There are two days. They look relatively similar:

The first one I wake up, stress in my blood, anxious, making coffee, urgently filling up my water bottle, spilling a little on the counter. I go through the motions, minute to minute, chasing the work. I record a few podcast episodes, I ship all the essays that need to go out the door, I answer all the emails (okay, that never happens), but you get the picture.

The second one, I wake up, I breathe. I exhale. I make the coffee (or tea). I take a few extra seconds, maybe sixty seconds total, to move from the bedroom to the kitchen. I still do the same amount of work, the podcast recordings, and the essays—but my demeanor, posture, and relaxation are completely different.

How you do it is just as important as what you do

There are many ways to go about a day.

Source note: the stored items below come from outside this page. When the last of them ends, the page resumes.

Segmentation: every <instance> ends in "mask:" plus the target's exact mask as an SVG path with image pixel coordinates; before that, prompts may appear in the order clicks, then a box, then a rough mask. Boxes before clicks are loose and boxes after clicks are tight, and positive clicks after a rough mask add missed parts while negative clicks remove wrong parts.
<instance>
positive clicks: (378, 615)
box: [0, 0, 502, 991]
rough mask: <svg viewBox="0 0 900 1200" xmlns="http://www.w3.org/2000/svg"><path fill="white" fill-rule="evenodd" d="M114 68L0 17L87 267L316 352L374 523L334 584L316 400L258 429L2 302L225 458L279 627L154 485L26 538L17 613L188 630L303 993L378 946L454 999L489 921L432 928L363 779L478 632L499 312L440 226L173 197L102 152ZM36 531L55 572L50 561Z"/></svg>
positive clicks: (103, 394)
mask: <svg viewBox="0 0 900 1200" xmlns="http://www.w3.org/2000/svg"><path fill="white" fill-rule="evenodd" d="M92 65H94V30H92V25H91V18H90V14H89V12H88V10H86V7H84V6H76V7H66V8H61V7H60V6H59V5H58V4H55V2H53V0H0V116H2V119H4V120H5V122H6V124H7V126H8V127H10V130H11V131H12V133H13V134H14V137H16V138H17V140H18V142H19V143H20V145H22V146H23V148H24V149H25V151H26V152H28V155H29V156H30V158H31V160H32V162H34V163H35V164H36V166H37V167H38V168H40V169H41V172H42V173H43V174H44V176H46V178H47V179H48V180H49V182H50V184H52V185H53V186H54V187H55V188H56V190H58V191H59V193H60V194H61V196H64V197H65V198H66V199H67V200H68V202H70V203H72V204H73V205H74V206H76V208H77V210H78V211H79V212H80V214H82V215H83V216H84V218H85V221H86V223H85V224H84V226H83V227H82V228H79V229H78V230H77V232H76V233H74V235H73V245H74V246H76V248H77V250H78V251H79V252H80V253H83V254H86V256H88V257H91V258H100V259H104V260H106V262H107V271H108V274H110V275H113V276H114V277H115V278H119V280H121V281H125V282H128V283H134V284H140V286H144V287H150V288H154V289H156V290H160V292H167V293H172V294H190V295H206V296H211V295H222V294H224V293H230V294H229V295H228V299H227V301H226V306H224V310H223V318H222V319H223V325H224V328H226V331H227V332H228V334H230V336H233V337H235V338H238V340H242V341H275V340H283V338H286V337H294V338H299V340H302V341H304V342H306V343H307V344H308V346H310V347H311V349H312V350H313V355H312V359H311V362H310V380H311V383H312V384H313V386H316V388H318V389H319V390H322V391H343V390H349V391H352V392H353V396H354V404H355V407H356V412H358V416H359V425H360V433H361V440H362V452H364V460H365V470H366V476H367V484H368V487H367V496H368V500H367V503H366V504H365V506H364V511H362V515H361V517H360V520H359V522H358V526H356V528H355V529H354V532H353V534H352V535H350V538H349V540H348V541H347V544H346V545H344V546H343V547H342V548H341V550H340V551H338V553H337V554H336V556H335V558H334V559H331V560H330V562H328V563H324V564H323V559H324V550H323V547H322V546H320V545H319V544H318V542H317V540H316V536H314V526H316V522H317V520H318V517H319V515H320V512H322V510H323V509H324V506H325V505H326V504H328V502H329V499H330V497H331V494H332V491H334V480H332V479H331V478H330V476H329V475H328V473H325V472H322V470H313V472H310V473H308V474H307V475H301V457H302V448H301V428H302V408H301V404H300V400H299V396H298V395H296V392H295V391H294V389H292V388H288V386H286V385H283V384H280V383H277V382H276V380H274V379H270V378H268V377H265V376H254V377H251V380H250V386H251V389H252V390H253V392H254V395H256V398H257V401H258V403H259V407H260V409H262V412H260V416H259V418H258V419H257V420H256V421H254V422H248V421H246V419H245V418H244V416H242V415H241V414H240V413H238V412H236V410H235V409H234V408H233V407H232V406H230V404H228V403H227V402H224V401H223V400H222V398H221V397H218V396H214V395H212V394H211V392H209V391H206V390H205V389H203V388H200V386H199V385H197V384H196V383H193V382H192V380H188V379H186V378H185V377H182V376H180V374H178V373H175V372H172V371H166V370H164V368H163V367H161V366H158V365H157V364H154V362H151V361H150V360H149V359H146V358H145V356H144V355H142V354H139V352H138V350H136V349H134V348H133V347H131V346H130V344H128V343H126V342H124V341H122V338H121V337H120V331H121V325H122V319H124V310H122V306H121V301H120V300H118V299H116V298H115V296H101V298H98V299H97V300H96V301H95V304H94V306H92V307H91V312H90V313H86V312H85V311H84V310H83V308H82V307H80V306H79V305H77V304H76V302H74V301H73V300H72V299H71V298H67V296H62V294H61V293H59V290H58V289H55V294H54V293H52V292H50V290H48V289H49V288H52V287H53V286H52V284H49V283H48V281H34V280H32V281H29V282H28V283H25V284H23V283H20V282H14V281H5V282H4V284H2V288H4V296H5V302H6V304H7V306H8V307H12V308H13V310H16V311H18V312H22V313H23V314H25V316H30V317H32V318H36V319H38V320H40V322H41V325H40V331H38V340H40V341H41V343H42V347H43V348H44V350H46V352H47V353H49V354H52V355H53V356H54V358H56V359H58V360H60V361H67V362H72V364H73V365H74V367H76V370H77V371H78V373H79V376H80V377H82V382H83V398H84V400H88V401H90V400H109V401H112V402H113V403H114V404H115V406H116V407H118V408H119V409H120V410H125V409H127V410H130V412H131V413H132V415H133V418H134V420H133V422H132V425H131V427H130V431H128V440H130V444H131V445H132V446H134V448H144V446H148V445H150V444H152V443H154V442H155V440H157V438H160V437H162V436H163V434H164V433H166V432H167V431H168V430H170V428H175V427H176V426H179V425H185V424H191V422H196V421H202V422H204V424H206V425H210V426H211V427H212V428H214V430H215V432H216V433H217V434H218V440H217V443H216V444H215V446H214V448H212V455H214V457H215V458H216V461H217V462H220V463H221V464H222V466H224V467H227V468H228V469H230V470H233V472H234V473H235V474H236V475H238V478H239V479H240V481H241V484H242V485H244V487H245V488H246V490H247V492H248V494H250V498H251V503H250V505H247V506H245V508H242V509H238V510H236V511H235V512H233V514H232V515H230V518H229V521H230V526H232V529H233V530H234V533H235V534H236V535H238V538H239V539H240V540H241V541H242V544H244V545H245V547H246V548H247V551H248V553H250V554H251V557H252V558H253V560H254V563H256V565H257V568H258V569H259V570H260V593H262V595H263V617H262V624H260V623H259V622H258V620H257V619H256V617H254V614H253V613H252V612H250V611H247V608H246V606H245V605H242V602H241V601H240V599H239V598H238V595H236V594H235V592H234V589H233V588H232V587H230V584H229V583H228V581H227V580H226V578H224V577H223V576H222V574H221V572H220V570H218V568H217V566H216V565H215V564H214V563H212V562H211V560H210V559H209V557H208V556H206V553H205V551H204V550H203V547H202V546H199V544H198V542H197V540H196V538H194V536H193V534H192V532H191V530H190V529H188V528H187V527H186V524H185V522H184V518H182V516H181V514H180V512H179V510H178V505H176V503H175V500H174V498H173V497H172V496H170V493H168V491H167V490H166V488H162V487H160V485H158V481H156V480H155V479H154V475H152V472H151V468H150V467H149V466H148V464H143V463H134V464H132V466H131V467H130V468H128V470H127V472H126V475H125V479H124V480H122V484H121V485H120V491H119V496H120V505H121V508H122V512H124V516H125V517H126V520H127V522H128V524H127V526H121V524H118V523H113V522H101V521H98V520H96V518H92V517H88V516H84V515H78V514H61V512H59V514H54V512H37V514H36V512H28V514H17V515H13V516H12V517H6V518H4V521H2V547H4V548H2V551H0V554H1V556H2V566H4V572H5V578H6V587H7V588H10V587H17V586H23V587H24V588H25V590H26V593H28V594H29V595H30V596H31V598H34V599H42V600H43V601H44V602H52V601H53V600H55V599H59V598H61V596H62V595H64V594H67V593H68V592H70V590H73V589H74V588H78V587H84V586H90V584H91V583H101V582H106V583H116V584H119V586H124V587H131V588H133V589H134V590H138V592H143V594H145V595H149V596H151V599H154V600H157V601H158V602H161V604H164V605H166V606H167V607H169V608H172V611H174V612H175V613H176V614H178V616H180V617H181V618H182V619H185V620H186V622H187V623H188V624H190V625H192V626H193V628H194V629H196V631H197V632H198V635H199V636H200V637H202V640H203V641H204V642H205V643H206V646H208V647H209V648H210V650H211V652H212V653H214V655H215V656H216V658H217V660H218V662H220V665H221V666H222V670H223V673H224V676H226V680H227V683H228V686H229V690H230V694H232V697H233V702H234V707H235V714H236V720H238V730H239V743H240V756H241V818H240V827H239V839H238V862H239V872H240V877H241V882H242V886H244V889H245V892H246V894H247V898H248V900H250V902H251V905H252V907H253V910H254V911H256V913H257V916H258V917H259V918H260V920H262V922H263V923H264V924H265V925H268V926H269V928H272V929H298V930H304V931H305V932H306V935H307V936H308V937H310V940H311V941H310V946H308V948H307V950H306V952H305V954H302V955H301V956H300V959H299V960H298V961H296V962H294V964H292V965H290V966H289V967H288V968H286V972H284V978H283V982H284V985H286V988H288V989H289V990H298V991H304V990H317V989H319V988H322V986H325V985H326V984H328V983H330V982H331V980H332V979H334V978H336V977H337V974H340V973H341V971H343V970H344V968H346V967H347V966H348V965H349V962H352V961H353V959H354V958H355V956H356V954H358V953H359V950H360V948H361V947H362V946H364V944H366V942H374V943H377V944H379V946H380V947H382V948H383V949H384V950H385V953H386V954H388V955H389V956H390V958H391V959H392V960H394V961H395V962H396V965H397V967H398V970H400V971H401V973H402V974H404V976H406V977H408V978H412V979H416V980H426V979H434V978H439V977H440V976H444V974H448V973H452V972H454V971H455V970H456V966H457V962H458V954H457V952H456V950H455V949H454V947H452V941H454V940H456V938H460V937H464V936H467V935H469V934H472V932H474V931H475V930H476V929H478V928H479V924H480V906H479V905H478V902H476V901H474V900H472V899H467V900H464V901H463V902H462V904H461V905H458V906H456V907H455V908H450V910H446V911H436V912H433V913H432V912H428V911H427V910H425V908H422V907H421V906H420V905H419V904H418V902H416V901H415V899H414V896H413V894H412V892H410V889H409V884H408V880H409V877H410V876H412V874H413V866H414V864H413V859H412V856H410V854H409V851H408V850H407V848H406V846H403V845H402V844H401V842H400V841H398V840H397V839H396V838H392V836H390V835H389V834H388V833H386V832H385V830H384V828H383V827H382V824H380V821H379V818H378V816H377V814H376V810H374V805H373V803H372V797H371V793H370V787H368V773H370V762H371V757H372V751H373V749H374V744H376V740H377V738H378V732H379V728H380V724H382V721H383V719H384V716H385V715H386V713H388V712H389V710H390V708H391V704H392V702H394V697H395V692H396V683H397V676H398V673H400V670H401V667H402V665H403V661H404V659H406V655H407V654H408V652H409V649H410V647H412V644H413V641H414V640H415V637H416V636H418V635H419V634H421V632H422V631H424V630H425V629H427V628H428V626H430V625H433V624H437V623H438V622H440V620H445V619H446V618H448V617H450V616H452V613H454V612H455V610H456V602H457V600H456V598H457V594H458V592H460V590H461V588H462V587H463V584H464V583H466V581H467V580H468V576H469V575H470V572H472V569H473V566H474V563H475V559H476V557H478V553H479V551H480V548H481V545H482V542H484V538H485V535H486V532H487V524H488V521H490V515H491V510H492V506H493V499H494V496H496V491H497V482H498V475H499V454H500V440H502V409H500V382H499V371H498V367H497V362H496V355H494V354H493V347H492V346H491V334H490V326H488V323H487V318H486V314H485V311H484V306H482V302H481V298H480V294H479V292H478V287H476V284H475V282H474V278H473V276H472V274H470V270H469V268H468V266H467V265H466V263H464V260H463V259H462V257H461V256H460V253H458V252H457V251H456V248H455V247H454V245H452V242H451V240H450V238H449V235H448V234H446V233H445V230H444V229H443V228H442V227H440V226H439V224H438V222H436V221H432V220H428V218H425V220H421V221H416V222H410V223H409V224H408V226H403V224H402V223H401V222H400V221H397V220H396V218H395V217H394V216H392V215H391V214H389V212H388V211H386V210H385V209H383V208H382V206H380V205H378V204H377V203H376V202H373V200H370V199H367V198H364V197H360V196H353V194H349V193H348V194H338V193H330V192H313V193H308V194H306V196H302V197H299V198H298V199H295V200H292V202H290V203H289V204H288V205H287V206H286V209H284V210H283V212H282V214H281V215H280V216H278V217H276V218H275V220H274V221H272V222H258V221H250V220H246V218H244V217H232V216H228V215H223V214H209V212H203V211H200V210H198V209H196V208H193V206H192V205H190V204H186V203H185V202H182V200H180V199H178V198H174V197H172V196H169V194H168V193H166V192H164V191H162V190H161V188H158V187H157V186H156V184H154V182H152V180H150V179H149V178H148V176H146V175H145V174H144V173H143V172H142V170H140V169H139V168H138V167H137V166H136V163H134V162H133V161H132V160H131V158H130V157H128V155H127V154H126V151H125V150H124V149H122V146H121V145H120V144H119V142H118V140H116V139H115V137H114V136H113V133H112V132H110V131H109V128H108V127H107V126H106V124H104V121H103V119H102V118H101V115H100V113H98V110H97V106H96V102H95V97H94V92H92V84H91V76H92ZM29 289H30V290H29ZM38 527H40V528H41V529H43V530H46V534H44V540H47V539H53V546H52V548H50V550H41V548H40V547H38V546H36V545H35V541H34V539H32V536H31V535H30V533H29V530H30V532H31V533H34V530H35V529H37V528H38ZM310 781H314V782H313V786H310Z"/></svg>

It’s not always as important what gets done as it is how I am and who I’m being in the process of all the doing and non-doing that I’m engaged in.

In my mastermind circles, we call this “ways of being.”

We work through three major phases and processes:

  1. Reflections—harvesting lessons from past experiences.
  2. Planning—setting goals, intentions, and measurements for the future.
  3. Being—sharing who we want to be and how we want to show up in our life.

In my experience, we all can adopt goal setting processes and tools. But it’s one thing to set a plan and accomplish it, and make yourself miserable throughout the entire experience.

What’s missing, for me, is the question: who do you want to be while you’re journeying there?

How do you want to feel? What kind of person do you want to be in the moments that lead up to the experience? The cliche about the journey being as important as the destination is apt, here.

For example: I want to write, and I want to feel satisfied, spent, and accomplished while doing it. I want to exercise, and I want to feel powerful, at my limit, and strong while doing it.

How do you want to show up in the process of making your work (and your mark) on the world?